Among the most active of these legacy-prolonging brands is the remaining staff from New England Digital, best known as the developers of the Synclavier systems from the late 70s to the early 90s, with virtually unprecedented digital sound, and the first to support 16-bit sampling (even Fairlight fans had to wait until 1985 for the CMI 3).
Needless to say, when I was first informed a few months ago that they were revisiting hardware synthesizers with some one-ups from the Arturia VST recreation, I was immediately tempted. Fortunately, my family was supportive and generous enough that they were willing to pre-order it as a late Christmas gift (the production has apparently been slow for customers, meaning I only got my own unit a few days before this was published).
Enter the Regen.
Like the classic Synclavier, the Regen is a multitimbral synthesizer (albeit 12 parts instead of the usual MIDI standard of 16), capable of sampling as well as true synthesis (including the innovative resynthesis of audio recordings they innovated in the mid 80s), and unlike the Arturia recreation, it seems to support literally every sound-design-related parameter of the classics, particularly multisample support (up to 48 samples per partial, just like the old systems!). It doesn't stop there, however: it also adds some features unseen in NED products before. For the first time, Synclavier samples can have controllable filters applied (effectively making them passable for their old Fairlight competition), and in addition, analog modeling a la many 90s synthesizer classics are also a sound generation option, as well as built-in reverb! This is all in addition to supporting 12 partials a la the Arturia VST as well (the original hardware supported only up to four per timbre).

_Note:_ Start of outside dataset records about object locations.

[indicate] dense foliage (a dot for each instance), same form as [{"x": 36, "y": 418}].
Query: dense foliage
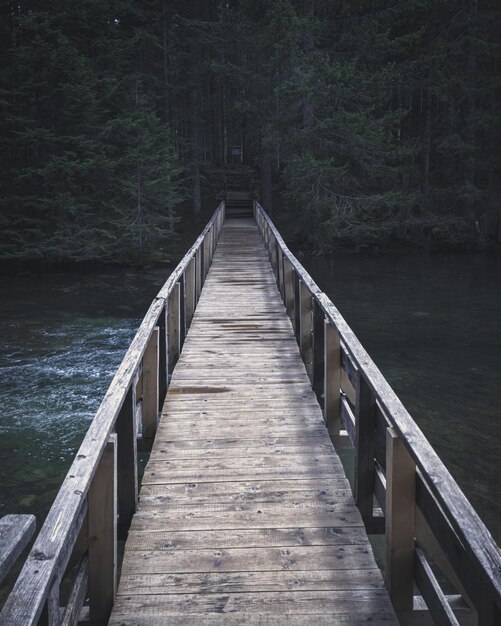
[{"x": 376, "y": 121}]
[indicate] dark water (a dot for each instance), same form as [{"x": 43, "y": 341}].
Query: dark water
[
  {"x": 62, "y": 338},
  {"x": 432, "y": 324}
]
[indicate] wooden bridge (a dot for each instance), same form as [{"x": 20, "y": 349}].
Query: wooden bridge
[{"x": 245, "y": 514}]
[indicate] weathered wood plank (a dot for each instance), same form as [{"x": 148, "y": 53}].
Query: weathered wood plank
[
  {"x": 296, "y": 603},
  {"x": 246, "y": 538},
  {"x": 15, "y": 533},
  {"x": 293, "y": 558},
  {"x": 128, "y": 617},
  {"x": 244, "y": 495},
  {"x": 239, "y": 582}
]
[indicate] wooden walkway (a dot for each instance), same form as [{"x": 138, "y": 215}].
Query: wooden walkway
[{"x": 245, "y": 513}]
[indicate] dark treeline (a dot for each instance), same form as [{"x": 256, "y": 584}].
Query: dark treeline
[{"x": 374, "y": 121}]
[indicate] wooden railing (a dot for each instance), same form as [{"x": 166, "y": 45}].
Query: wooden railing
[
  {"x": 96, "y": 502},
  {"x": 401, "y": 486}
]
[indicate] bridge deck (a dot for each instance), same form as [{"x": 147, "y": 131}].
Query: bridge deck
[{"x": 246, "y": 515}]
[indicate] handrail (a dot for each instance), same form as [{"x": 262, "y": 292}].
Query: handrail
[
  {"x": 85, "y": 508},
  {"x": 392, "y": 455}
]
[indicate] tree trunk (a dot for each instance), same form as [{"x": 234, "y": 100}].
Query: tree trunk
[
  {"x": 309, "y": 49},
  {"x": 427, "y": 142},
  {"x": 217, "y": 123},
  {"x": 266, "y": 183},
  {"x": 195, "y": 150}
]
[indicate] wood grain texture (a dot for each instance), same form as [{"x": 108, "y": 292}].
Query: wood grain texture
[
  {"x": 15, "y": 532},
  {"x": 245, "y": 512}
]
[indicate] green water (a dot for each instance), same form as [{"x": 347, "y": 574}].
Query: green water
[
  {"x": 430, "y": 323},
  {"x": 63, "y": 336}
]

How does it handle all of this power at one's fingertips? The manual suggests it does so by computing a variable maximum of resources depending on the complexity of the session. The most obvious case stated: polyphony has a probable max of over 90 voices, but it does state the polyphony limit will be lowered with enough effects applied, the two clear cases being the new filters and reverb algorithms. Haven't tried to test these limits through a multitimbral production yet (a matter I hope to fix soon), but upon pressing the Volume button in the Master section on the unit, you can also find a meter that is generous enough to inform you of the CPU load, so it's not overly difficult to figure out if you're doing something too CPU-heavy or not.
Many of the classic presets and sounds are included (from the famous Michael Jackson "Beat It" FM/additive gong to the pizzicato violin multisample in the "Princess Bride" soundtrack), as well as some new ones by some new sound designers, but let's face it: many people will want to create their own, especially given each bank still only has up to 64 timbres. With an SD card (not included with my own order), it is possible to add more timbres and samples, and best of all, I have confirmed via the Synclavier3 software that it is easily feasible, albeit a bit time-consuming for samples, to convert all of the classic timbres into a Regen-compatible folder of text files! I was a bit surprised that the format of the timbres is that simple, especially in contrast to the binary code of the older format, but I'm certainly not one to complain about that, especially if I feel it best to make a small edit on my computer for whatever reason.
Overall, well done to Cameron Jones and the rest of the Synclavier team for keeping their legacy alive, and with some pleasant surprises as a bonus!
The Synclavier Regen can be ordered from their website. As of this writing, production is paused atm, but will resume next month.